James, I'll add the zenstoves link, I forgot about them. The key however with contained energy is that that number, as I learned when testing stoves/fuel extensively, then finally rereading the sgt rock stuff on testing/results, is almost but not completely irrelevant, because what actually matters is the efficiency of the cook system. As you can see in this thread, due to some unknown user/operator error the OP is using far more alcohol than he should be using.
The alcohol fuel consumption numbers I'm citing are quite precise, measured, reproducible, and fairly heavily tested, and include moving air because I use a fan. I'm going along with the numbers cited for canister stoves because I believe people know when they get 12 2 cup boils out of 1 100 gm net canister, that's easy to track, so that gives 8 gm. I've also seen routine reports of 10gm boils with canister stoves, and I know that in theory you can get better efficiency. Ethanol gives a 100% efficiency of about 7gm / 2 cup boil, with best ever reported 10gm, I can duplicate and repeat 12 gm easily, so that's the number I use.

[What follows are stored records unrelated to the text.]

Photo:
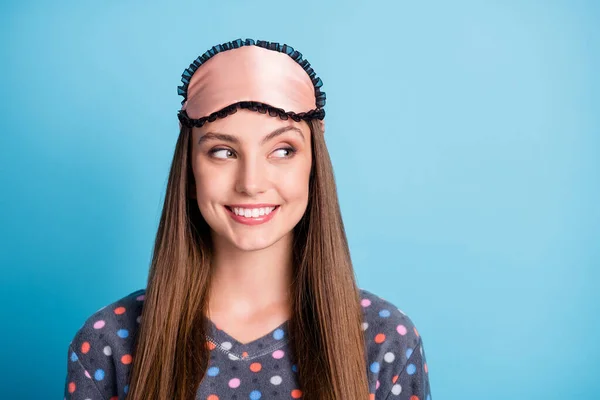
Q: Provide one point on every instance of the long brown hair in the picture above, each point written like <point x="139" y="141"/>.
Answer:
<point x="171" y="356"/>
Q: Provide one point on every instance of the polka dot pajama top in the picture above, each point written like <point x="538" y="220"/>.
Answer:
<point x="100" y="357"/>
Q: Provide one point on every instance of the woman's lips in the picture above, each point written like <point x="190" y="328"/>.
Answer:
<point x="252" y="220"/>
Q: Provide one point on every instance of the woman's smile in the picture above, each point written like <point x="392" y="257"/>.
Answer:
<point x="252" y="214"/>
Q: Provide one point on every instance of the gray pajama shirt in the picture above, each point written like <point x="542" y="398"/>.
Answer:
<point x="100" y="357"/>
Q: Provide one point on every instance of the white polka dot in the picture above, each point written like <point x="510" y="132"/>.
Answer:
<point x="226" y="345"/>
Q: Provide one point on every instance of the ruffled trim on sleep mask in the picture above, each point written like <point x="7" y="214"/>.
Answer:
<point x="252" y="106"/>
<point x="186" y="77"/>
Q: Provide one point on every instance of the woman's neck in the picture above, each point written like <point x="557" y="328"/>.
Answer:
<point x="247" y="283"/>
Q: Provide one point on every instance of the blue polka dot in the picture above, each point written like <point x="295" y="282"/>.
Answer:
<point x="374" y="367"/>
<point x="278" y="334"/>
<point x="99" y="374"/>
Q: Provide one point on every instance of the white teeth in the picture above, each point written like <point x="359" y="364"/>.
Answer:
<point x="253" y="212"/>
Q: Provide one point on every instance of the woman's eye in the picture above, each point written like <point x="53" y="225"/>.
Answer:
<point x="221" y="153"/>
<point x="285" y="152"/>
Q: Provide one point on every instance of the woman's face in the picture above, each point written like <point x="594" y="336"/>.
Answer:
<point x="252" y="174"/>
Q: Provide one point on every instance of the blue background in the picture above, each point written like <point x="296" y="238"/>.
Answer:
<point x="464" y="137"/>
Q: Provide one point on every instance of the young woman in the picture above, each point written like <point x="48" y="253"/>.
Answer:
<point x="251" y="292"/>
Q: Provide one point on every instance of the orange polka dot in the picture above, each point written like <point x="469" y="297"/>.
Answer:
<point x="85" y="347"/>
<point x="255" y="367"/>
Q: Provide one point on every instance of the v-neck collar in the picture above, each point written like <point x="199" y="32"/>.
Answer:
<point x="235" y="350"/>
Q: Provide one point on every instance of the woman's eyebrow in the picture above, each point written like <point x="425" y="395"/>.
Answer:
<point x="233" y="139"/>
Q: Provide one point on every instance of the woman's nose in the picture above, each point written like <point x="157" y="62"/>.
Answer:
<point x="252" y="177"/>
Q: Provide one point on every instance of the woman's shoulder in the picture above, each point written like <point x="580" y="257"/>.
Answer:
<point x="395" y="354"/>
<point x="101" y="351"/>
<point x="117" y="319"/>
<point x="386" y="318"/>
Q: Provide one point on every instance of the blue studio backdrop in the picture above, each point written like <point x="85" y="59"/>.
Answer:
<point x="465" y="142"/>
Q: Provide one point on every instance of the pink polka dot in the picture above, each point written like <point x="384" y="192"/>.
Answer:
<point x="99" y="324"/>
<point x="401" y="329"/>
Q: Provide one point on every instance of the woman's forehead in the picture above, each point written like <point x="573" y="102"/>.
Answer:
<point x="251" y="126"/>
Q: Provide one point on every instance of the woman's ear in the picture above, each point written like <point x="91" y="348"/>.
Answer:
<point x="192" y="191"/>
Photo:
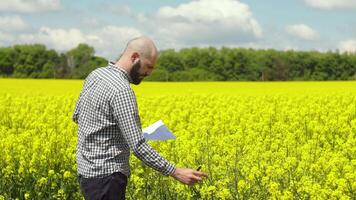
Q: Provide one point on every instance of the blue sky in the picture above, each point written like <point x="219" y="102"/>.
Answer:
<point x="107" y="25"/>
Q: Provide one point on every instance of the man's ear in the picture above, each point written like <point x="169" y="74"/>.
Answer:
<point x="135" y="56"/>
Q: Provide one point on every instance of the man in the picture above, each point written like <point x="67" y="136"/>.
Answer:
<point x="109" y="126"/>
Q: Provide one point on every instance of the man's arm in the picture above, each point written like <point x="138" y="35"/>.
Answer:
<point x="126" y="115"/>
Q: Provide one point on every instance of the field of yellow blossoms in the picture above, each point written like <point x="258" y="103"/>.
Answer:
<point x="277" y="140"/>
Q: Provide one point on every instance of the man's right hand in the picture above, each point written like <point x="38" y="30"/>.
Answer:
<point x="188" y="176"/>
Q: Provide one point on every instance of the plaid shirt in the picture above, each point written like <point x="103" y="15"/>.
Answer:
<point x="109" y="126"/>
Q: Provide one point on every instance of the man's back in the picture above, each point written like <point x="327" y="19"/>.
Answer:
<point x="101" y="148"/>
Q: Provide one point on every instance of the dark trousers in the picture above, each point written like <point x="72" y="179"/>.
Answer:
<point x="111" y="187"/>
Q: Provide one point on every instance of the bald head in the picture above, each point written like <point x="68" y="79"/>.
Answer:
<point x="142" y="45"/>
<point x="138" y="58"/>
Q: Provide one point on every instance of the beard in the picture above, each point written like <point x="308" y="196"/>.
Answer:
<point x="135" y="74"/>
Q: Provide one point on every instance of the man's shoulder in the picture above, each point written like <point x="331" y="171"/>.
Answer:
<point x="112" y="80"/>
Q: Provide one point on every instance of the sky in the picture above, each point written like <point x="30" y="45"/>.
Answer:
<point x="108" y="25"/>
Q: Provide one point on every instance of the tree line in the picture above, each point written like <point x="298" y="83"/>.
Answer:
<point x="188" y="64"/>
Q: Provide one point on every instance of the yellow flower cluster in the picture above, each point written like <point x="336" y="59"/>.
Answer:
<point x="253" y="146"/>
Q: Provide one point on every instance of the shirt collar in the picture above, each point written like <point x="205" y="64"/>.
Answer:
<point x="119" y="69"/>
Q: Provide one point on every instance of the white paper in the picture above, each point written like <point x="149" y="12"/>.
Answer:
<point x="157" y="131"/>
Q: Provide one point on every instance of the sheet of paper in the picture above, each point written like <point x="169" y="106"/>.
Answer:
<point x="157" y="131"/>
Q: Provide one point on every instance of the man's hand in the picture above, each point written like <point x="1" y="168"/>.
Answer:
<point x="188" y="176"/>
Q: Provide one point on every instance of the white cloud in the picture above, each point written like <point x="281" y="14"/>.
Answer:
<point x="29" y="6"/>
<point x="12" y="23"/>
<point x="108" y="41"/>
<point x="111" y="40"/>
<point x="59" y="39"/>
<point x="347" y="45"/>
<point x="331" y="4"/>
<point x="302" y="31"/>
<point x="204" y="22"/>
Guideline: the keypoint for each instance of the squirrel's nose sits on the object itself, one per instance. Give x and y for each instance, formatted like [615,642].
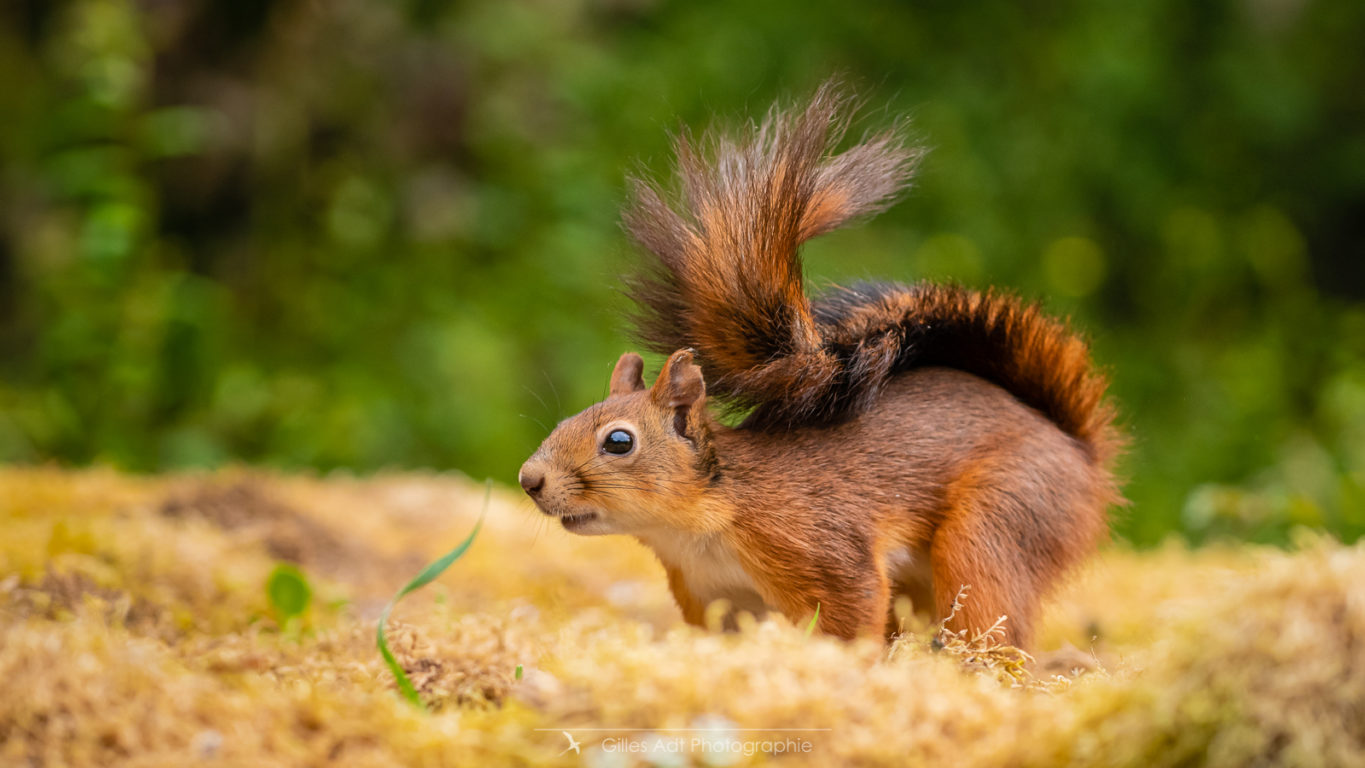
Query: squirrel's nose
[533,480]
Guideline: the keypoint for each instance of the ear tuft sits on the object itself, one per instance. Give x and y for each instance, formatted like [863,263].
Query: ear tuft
[680,382]
[628,374]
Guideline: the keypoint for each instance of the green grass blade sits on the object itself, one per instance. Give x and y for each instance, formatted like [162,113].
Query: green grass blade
[427,574]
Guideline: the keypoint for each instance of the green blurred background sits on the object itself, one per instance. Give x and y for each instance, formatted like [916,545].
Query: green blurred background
[384,235]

For faster boils, you drop efficiency but sometimes speed matters more, yet as you can see from the chart, you still basically never carry more weight except the first day(s) of > 12 day trips.
Nick, if you provide me with true esbit numbers for a measured 70F water start true measured 2 cup boil I will update the chart. Obviously, as you note, there will only be the stove/screen weight, and toss on a ziplock bag to keep it fair. Keep in mind I am using mid weight setups, so be fair in the stove/screen weight, if yours is the lightest possible, that only competes with an MB type UL alcohol setup, so give the weights of a decent screen at 15gm and a reasonably robust stove. The trick though I believe with esbit, correct me if I am wrong, is that you will usually pick either an amount of water to boil that works with one or two of the tabs, or you will break a tab in half, or something. To be fair it has to be 2 cups, and then note the weight of each tab, and how many you use for the boil, that's what you would use in the field. Obviously esbit is easy to cite efficiencies for since the only weight is the fuel. I'd use for the middle case that type of stove that keeps in the liquified esbit as it burns as the middle case stove myself since that is clearly efficient but not strange.
While you can measure water temp, it's not truly necessary, just burn what you need to raise a rolling boil, that's close enough to 212 to not matter. If you post the results here I will update the chart. I will also update using my whisperlight because I believe the numbers are way off for that too.
Now that I have all the night 1 to 13 rows, it's fairly easy to update the chart, but do make sure your data is not total best case, be realistic since this is about what you carry, not what happens in your kitchen.
MB, I agree with your 3 pluses, majorly. Another thing I'd add to that is the ability to also gauge quite accurately extra fuel requirements. If I assign 1oz per day of consumption, that is precisely what I will use, and if the water does not fully boil, that's fine, it's hot enough. There's no way you can get that accuracy with gas, it's just going to be a guess each time, though experience certainly would show over time roughly what you can expect, but you will not know for certain. I could see the last days of a long trip being quite nerve wracking, heh heh.
While I am ordering a canister stove to further test, can anyone here do a 30 minute simmer test on a gas stove and let me know how much fuel that consumed by weight? I believe that you can basically toss your gas stove out the window once you start simmering, like a whisperlight, in comparison to alcohol, but I'd like to be sure.
I can add another table with simmer data, that would be useful, but do make sure to actually weigh the fuel. esbit clearly cannot simmer unless there is some setup I haven't seen that does permit that, maybe there is.
BobG, I have in fact spilled alcohol by accident on a trip, but that was due to a stupid design error I had made, I had inserted an o ring onto the bottle to 'prevent leaks', not realizing that created a gap where if you did not jam the top on super tight, it would leak, and it did, but that exposed the MB noted advantage, I was able to note how much fuel I had left, and then use that much per meal for the rest of the trip. You'll note in the charts that you end with zero fuel at the end of the trip.
In real world use of course I'd bring an ounce or two extra, something you cannot do with canisters, which is another advantage, say 6 days, you want a cup of hot tea in the evening? no problem, add 6 gm per day fuel, or a bit less.
Nick, I'll trust any results/weights/consumption you give me, but I have found the stuff online is not very reliable, in fact, some of it seems completely removed from reality, so I'll wait for your results to add that. Remember, stove/stand/screen weight plus storage bag, then tabs/weight of esbit per day. If the tabs include packaging include that weight to be fair.